Dwell in possibility, I remind myself, fingering the bodhi seed mala that I wear on my left wrist.

I am watching the diverse array of birds and the mule deer in the shade of the oaks. Washing dishes and pouring the conserved water onto the thirsty garden plants. Yesterday I sat near the bee hives, observing those little winged alchemists come and go like darting golden missiles of love. Cooking fresh, flavorful meals for my hosts and then savoring them with good wine and deep conversation, a sharing that ranges from soul poetry to shamanism to shadow work. Being here, I am engaged in my own communion of sorts.

To that end, Carolyn’s gem of a book in hand, here is the poem that yesterday I took into my bones and breath, adding it to the others that I carry inside my heart:

“Only With Our Doing Can We Grasp You”

 

I will take you in my hands

today, Beloved, and love you

as you grow in the ground.

I will touch your soft fur,

and your warm lover’s skin

in the morning sheets.

 

In the afternoon,

I will sit within you

as light floods the garden.

And the bees, loving the flowers,

will be praised by my eyes.

 

If I could stitch the world together

with my loving, as do the bees,

I would, my Beloved, I would.

I would live like this:

as though my every touch

kept the world alive,

knitted together in this graceful hum.

 

 ~Carolyn Brigit Flynn

 

The coastal clouds obscuring the brown, oak-studded hills have lifted and the day outside shines bright, sunny, and warm. A hummingbird—the same one from earlier?—shoots like a vivid meteor past the windows with an audible thrum. The bees are dancing among the plants and flowers of the deck, loving them. I am called to go outside and sit, to breathe, to savor the moment and the beauty that surrounds.

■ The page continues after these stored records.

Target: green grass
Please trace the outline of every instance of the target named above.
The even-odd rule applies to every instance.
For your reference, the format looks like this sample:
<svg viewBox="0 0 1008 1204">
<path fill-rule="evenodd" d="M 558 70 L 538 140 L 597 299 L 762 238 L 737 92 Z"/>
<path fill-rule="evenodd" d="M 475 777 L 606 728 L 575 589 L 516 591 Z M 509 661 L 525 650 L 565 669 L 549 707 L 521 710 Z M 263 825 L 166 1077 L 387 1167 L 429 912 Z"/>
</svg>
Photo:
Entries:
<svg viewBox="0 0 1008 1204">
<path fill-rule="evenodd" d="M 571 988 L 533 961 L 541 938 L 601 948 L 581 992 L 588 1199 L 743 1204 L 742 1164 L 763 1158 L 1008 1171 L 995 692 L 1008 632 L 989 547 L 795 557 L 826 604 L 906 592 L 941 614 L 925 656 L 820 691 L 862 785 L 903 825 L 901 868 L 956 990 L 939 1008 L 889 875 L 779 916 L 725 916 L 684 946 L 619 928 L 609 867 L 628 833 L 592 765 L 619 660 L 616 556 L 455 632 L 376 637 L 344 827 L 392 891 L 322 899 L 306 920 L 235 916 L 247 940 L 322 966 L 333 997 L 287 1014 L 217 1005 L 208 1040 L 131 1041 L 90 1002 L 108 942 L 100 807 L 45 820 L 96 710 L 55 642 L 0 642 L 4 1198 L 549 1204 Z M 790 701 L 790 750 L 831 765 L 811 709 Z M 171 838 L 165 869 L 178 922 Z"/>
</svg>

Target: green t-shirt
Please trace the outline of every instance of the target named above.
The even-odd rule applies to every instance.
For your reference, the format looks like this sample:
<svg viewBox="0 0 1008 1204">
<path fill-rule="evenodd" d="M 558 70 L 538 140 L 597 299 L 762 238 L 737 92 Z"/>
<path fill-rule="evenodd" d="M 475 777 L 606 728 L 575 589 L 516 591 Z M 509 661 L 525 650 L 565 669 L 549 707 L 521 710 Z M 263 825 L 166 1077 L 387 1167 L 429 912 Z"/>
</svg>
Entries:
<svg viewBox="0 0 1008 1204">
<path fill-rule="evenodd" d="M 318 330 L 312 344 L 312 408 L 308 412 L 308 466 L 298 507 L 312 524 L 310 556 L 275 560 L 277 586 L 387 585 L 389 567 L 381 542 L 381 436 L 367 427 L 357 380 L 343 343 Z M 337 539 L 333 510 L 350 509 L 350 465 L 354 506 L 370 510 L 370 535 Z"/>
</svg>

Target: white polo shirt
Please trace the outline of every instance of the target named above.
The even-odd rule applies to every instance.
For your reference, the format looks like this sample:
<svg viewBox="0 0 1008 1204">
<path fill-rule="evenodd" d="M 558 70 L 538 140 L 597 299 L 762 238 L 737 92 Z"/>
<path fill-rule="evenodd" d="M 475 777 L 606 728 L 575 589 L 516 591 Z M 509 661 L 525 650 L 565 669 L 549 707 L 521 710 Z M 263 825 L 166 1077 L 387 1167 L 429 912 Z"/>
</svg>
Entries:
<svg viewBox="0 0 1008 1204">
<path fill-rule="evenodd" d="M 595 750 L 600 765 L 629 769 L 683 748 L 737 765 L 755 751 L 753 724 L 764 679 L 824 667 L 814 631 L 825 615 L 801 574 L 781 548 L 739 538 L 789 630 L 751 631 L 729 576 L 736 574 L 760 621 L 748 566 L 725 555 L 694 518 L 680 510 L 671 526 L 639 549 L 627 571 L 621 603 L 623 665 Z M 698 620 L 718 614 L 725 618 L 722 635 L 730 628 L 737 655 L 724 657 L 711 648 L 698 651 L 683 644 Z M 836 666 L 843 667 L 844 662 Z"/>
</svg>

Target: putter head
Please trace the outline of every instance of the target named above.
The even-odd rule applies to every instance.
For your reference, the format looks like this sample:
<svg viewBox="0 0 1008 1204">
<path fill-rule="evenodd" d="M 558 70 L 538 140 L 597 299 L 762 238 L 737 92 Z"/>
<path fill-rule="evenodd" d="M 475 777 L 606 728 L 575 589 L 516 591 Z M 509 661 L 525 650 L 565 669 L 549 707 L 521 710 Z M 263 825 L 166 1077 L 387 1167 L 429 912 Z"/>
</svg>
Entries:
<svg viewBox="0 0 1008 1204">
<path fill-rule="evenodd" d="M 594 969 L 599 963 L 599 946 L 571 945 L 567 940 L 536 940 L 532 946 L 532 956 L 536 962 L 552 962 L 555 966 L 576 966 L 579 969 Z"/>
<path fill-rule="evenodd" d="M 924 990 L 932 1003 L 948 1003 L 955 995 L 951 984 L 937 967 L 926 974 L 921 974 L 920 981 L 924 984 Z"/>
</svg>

Soul Artists know that life is at its largest, most powerful, and most content when we are actively engaged in a meaningful conversation with the many realms. In our work, our play, in our living and loving and losing, these are the passages and transitions of transformation. Soul, our creative essence, longs for an authentic exchange with the “more-than-human” world. When we cast our senses and heart wide to what surrounds, when we respond to the summons of the places and passions that call to us, we initiate that deep, sometimes wordless communication. We enter into intimate relationship with the Larger Story, and we must offer something of value in return.

Gentle reader, here’s hoping that you engage in your own sense of communion today. Every day. Whether inspired by the small bird at your window, the rustle of wind in the green silver trees, the clouds of light arcing across the sky, or some other moment of beauty that reaches out and touches you, may your soul open a bit wider in gratitude. Even in our struggles, beauty and grace surround us. As I so frequently ask, to what will you give the gift of your attention? 

What waits to be noticed by you—held in the gaze of an undefended heart—and recognized in a moment of silent or spoken communion?